When the FBI investigators on the Watergate break-in found Hunt’s name, Ehrlichman was afraid it would lead back to the Ellsberg break-in, and ordered John Dean, the president’s legal attorney, to open Hunt’s White House safe and burn everything in it. This was done by Dean and by Acting FBI Director Patrick Gray.

Nixon was told about the break-in at this point. He was also told about the attempt to erase Hunt’s connection to CRP, the Committee to Re-Elect the President, a group working to ensure Nixon’s victory in 1972. Nixon approved, and told his other top advisor, H.R. Haldeman, to have the CIA block the FBI’s investigation into the question of who paid the burglars to break into the DNC headquarters.

At a press conference a few days afterward, Press Secretary Ron Zieglar described the Watergate break-in in a phrase that would become infamous: he called it “a third-rate burglary attempt”. This was part of the White House strategy to downplay the event as the bizarre actions of a few unknown nobodies that no one should pay any attention to. On August 29, 1972, Nixon said that attorney Dean had investigated the break-in (which Dean had not) and that the result was that “I can say categorically that [no] one in the White House staff, no one in this Administration, presently employed, was involved in this very bizarre incident.” This was true to Nixon’s pattern of lying to the public; the disclaimer “presently employed” is a strange one: it plants doubt in the listener’s mind by giving them the idea that someone on Nixon’s staff had been involved in the break-in and been fired, so that as Nixon spoke, technically no one still employed by him was guilty. In reality, of course, men presently employed by the White House were responsible. So that addition made no sense, and may have been an indicator of Nixon’s nerves.
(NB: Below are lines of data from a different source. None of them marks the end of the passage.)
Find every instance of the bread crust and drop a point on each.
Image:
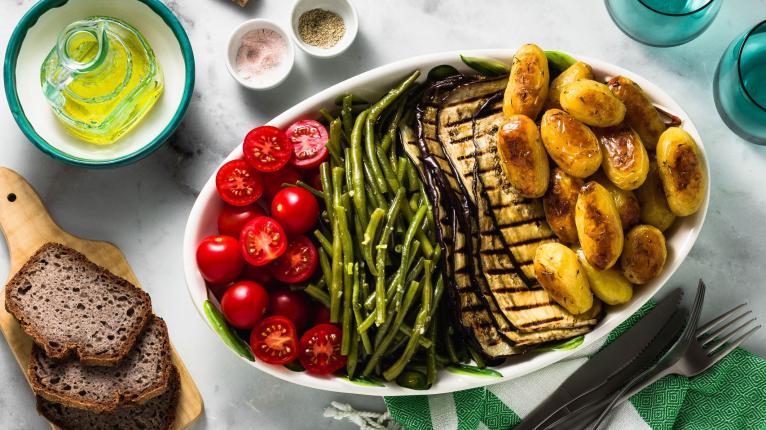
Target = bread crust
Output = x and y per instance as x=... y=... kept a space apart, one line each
x=173 y=384
x=121 y=396
x=66 y=350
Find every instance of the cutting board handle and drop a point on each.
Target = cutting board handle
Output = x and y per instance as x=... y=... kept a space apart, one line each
x=24 y=221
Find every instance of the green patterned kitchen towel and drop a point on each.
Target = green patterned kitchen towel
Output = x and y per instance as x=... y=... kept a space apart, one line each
x=731 y=395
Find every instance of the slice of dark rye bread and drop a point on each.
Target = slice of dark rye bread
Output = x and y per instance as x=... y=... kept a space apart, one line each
x=143 y=375
x=156 y=414
x=67 y=304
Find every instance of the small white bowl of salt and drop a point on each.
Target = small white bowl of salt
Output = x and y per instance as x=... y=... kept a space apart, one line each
x=260 y=55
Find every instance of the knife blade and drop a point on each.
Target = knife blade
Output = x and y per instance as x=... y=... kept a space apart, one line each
x=578 y=414
x=609 y=361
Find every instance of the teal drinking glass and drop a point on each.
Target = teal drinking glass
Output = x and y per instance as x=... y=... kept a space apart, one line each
x=739 y=87
x=663 y=22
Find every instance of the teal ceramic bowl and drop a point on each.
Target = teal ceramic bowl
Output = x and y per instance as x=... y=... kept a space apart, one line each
x=34 y=37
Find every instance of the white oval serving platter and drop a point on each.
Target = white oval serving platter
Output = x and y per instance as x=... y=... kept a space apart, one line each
x=371 y=84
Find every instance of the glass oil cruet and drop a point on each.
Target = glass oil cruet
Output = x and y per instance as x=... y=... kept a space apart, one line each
x=101 y=79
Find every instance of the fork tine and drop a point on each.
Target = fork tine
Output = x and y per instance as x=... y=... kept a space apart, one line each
x=712 y=346
x=725 y=351
x=709 y=336
x=712 y=323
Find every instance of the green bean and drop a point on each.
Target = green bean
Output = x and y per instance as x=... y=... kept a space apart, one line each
x=357 y=166
x=325 y=178
x=388 y=173
x=387 y=336
x=477 y=358
x=345 y=114
x=372 y=158
x=369 y=237
x=380 y=286
x=420 y=326
x=336 y=290
x=326 y=115
x=431 y=363
x=333 y=143
x=323 y=241
x=390 y=134
x=412 y=178
x=401 y=169
x=319 y=295
x=357 y=308
x=406 y=330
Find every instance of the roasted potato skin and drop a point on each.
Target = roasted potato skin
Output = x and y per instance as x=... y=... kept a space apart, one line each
x=625 y=200
x=654 y=205
x=573 y=73
x=559 y=204
x=626 y=162
x=610 y=286
x=644 y=255
x=592 y=103
x=563 y=278
x=527 y=87
x=522 y=156
x=599 y=228
x=571 y=144
x=640 y=113
x=682 y=171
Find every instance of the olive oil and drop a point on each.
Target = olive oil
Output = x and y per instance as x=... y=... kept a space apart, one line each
x=101 y=79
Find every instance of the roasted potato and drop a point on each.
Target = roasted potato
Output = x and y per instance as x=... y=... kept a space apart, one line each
x=626 y=161
x=559 y=272
x=573 y=73
x=640 y=114
x=527 y=87
x=522 y=156
x=654 y=205
x=625 y=200
x=559 y=203
x=598 y=226
x=609 y=285
x=682 y=171
x=644 y=254
x=570 y=143
x=591 y=102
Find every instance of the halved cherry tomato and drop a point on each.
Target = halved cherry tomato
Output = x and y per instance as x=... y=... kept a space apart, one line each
x=308 y=138
x=274 y=341
x=267 y=149
x=238 y=184
x=262 y=240
x=296 y=209
x=219 y=259
x=320 y=349
x=233 y=218
x=272 y=182
x=290 y=304
x=298 y=263
x=244 y=303
x=259 y=274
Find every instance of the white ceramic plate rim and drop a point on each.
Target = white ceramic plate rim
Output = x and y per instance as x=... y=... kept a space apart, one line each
x=680 y=238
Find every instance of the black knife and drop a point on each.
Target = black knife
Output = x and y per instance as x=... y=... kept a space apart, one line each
x=578 y=414
x=608 y=362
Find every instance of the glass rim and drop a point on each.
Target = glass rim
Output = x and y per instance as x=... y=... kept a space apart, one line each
x=677 y=14
x=739 y=64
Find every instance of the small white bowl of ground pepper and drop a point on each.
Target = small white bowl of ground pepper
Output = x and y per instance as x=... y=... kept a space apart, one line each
x=259 y=55
x=324 y=28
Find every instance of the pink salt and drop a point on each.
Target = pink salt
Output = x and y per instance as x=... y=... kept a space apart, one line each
x=260 y=52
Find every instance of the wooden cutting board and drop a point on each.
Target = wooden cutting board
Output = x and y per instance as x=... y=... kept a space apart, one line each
x=27 y=225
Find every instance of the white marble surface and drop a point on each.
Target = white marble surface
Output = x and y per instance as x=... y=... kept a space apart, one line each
x=143 y=208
John Mitchell, the former Attorney General who resigned earlier in 1971 so he could run CRP, also claimed that he had no idea who had broken into the Watergate (when it was men working for him, who had told him the plan, which he had approved). The Nixon Administration ties to the break-in were being successfully covered up—until a check for $25,000 marked “Nixon re-election campaign” was found in the bank account of one of the burglars. The FBI investigated and found CRP money in all the burglars’ accounts, and also expense reports filed by the burglars and submitted to the CRP.